25 de Março de 2015 / às 16:23 / em 2 anos

ANP aguarda aprovação do MME para finalizar preparativos da 13ª rodada

RIO DE JANEIRO (Reuters) - A Agência Nacional do Petróleo, Gás Natural e Biocombustíveis (ANP) concluiu 90 por cento dos trabalhos necessários para a realização da 13ª Rodada de Licitação de Blocos Exploratórios de Óleo e Gás e aguarda a aprovação das áreas pelo Ministério de Minas e Energia para que possa finalizar os preparativos para a realização do leilão ainda neste ano.

A informação é da assessora de diretoria da autarquia Heloise Costa, que participa nesta quarta-feira do evento Rio Gas&Power, no Rio de Janeiro.
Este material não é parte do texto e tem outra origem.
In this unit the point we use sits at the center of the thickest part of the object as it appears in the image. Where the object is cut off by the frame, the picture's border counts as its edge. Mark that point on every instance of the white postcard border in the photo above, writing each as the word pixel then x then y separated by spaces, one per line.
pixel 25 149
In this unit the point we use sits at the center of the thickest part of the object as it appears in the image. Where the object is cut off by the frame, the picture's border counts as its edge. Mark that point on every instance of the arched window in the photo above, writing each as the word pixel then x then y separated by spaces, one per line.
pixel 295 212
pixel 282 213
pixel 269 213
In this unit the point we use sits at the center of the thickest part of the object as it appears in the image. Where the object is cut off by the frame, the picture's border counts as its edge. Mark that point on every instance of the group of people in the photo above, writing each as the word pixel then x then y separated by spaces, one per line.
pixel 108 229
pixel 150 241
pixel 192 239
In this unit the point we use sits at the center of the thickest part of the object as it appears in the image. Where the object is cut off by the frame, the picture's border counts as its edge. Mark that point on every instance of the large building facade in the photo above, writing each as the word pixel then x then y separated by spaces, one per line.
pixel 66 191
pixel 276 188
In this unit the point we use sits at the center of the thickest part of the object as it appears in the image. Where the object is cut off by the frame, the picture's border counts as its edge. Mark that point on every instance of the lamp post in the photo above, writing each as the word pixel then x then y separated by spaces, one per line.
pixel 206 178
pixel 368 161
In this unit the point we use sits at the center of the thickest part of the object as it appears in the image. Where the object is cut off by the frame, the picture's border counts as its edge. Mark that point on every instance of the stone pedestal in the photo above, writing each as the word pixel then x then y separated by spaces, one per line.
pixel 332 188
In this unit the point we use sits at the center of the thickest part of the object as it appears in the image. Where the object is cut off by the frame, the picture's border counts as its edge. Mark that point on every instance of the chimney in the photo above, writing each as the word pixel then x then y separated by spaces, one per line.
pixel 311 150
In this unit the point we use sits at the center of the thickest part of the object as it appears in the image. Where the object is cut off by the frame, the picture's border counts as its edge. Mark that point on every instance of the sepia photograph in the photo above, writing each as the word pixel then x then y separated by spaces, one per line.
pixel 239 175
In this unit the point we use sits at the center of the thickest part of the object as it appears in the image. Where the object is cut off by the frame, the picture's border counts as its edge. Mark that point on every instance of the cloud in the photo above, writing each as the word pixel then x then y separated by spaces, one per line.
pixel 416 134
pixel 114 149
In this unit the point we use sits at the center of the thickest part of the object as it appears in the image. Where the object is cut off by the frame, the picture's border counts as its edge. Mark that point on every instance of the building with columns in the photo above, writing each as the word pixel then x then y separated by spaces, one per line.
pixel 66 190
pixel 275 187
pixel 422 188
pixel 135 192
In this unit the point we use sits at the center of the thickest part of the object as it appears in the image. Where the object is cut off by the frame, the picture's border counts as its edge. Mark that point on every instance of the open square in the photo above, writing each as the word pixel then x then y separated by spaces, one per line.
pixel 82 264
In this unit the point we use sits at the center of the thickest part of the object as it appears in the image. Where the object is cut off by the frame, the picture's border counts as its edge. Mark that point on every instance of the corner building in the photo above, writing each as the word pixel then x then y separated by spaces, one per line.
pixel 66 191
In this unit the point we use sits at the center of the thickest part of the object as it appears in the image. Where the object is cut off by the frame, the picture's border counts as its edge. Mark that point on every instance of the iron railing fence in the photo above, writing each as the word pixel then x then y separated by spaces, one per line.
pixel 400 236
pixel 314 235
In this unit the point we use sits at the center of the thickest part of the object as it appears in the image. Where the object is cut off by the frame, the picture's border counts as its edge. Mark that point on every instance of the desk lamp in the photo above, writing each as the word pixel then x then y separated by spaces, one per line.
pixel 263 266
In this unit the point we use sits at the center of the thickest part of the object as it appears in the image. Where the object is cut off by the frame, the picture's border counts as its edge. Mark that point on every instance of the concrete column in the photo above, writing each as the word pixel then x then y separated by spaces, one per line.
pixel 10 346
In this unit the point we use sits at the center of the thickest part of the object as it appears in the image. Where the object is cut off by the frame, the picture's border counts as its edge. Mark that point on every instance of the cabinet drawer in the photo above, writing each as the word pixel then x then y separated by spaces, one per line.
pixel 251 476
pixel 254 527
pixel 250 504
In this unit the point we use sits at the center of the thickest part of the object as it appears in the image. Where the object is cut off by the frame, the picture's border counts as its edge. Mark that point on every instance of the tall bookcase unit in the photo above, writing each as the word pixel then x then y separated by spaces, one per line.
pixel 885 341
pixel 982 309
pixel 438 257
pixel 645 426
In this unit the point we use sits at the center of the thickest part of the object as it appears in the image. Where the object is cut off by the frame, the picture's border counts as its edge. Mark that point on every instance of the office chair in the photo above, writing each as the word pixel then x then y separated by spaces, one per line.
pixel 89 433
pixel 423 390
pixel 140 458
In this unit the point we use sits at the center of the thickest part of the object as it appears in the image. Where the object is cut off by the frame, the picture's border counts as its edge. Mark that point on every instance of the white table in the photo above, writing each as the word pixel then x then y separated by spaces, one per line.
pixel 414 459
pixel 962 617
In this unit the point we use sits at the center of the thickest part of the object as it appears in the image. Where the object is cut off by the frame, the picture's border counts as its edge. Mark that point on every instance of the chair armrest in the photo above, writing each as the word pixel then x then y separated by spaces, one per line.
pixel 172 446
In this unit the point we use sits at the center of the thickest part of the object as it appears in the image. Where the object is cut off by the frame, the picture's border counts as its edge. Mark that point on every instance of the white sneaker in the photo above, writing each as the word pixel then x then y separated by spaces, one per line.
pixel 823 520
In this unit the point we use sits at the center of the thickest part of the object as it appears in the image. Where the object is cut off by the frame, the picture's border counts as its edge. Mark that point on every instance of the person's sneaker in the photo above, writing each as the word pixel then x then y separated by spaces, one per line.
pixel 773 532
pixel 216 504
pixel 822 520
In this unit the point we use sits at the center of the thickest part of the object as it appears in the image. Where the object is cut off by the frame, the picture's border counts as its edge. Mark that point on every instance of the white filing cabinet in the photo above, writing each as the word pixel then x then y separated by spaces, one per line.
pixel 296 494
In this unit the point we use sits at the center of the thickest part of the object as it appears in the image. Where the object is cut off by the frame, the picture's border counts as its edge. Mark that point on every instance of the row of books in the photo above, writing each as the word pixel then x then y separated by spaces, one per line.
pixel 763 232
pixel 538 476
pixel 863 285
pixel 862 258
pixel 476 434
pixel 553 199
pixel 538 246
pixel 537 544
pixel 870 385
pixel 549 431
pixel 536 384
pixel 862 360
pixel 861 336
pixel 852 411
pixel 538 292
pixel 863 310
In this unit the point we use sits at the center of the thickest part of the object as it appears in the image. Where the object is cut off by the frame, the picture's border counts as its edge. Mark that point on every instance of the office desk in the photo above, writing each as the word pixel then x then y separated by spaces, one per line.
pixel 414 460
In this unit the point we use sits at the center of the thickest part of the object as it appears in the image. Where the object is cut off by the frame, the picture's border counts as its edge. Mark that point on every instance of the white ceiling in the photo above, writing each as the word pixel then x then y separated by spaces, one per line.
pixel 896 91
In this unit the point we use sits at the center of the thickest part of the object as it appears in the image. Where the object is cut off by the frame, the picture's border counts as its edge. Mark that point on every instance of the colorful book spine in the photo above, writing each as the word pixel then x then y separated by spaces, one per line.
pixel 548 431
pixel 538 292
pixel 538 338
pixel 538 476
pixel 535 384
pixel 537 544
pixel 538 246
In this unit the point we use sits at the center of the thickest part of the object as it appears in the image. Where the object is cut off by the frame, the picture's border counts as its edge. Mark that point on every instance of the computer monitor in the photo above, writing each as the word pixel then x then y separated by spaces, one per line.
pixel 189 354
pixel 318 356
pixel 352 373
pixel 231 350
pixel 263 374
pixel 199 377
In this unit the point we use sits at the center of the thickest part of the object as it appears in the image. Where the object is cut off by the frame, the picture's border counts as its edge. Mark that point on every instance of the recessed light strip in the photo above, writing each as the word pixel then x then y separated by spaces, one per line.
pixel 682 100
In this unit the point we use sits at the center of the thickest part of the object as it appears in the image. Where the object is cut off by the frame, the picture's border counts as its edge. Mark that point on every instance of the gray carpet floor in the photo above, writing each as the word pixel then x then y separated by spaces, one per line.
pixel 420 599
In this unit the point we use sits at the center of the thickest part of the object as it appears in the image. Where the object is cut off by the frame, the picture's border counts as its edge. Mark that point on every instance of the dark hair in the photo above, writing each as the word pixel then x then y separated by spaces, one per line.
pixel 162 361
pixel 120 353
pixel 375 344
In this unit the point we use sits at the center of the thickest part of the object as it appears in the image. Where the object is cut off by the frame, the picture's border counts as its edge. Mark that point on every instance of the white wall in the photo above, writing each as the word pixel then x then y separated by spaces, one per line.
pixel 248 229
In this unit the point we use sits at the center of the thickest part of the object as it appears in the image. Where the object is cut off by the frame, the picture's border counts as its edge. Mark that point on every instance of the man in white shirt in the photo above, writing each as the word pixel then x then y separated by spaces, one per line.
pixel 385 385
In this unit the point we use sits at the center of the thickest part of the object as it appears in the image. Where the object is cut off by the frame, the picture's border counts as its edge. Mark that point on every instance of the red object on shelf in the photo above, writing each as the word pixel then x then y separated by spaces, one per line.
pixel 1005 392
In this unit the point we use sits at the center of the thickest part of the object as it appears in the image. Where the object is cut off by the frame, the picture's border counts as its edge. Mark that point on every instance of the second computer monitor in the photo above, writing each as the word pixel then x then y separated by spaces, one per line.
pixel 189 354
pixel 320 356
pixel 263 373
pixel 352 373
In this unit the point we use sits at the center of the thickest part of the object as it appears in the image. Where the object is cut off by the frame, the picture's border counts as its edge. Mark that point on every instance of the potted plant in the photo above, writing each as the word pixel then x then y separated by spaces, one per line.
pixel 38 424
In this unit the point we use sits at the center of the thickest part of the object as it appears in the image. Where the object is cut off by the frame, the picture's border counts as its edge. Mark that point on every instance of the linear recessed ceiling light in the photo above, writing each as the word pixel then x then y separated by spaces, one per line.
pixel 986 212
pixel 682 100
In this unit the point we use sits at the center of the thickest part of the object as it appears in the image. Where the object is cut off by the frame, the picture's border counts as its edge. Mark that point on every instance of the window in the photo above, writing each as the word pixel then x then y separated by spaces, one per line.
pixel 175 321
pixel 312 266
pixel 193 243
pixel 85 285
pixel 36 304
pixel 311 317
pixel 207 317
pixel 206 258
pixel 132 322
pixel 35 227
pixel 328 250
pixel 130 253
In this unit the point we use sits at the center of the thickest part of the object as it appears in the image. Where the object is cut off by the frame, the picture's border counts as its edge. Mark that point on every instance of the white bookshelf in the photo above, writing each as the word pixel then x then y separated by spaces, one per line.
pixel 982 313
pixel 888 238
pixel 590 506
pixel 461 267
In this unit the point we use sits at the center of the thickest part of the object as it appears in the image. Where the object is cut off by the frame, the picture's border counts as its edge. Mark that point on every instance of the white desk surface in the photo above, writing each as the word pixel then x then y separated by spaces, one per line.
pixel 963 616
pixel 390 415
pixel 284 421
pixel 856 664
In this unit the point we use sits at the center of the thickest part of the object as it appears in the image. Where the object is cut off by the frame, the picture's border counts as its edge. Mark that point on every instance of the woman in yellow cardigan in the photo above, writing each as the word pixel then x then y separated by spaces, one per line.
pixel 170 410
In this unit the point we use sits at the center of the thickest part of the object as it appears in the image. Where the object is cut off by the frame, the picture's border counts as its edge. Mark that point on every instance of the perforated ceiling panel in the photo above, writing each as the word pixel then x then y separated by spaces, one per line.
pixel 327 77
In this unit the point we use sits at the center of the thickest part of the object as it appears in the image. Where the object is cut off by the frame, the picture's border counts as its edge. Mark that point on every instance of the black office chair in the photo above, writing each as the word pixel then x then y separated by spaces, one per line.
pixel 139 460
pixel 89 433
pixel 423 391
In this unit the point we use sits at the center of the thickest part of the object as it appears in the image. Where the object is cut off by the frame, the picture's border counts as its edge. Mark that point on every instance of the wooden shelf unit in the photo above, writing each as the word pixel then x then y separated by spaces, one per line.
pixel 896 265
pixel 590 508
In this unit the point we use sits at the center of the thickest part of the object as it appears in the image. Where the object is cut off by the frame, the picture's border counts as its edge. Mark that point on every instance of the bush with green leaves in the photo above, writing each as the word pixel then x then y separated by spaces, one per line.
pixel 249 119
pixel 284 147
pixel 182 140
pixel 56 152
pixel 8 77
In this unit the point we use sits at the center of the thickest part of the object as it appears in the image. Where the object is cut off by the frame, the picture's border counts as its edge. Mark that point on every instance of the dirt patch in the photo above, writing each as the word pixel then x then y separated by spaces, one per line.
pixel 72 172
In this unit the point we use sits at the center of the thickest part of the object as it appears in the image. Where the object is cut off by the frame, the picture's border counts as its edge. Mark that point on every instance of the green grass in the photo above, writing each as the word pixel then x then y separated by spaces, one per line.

"Muito em breve o ministério vai fazer essa aprovação para atender uma demanda de licitação para o segundo semestre", afirmou Heloise.

Os trabalhos em curso na ANP, segundo Heloise, antecedem a publicação das áreas pelo governo federal para a licitação. Dentre eles, estão a elaboração de notas técnicas, além de minutas de edital e de contrato.

Após a aprovação das áreas que irão a leilão, a agência precisa ainda de cerca de quatro meses para realizar os trâmites necessários para a rodada.

O governo anunciou no início do mês o adiamento do leilão de blocos para o segundo semestre deste ano, após ter prometido a licitação para o primeiro semestre. Os motivos do adiamento não foram divulgados.

Nem o governo nem a ANP informaram até agora qual será o perfil das áreas que serão ofertadas.

Apenas disseram que o leilão poderá incluir regiões de toda a Margem Leste, que inclui quase toda a costa brasileira.

Na realização do leilão, o cenário de preços do barril de petróleo, segundo Heloise, também é um dos fatores que serão levados em consideração pela ANP.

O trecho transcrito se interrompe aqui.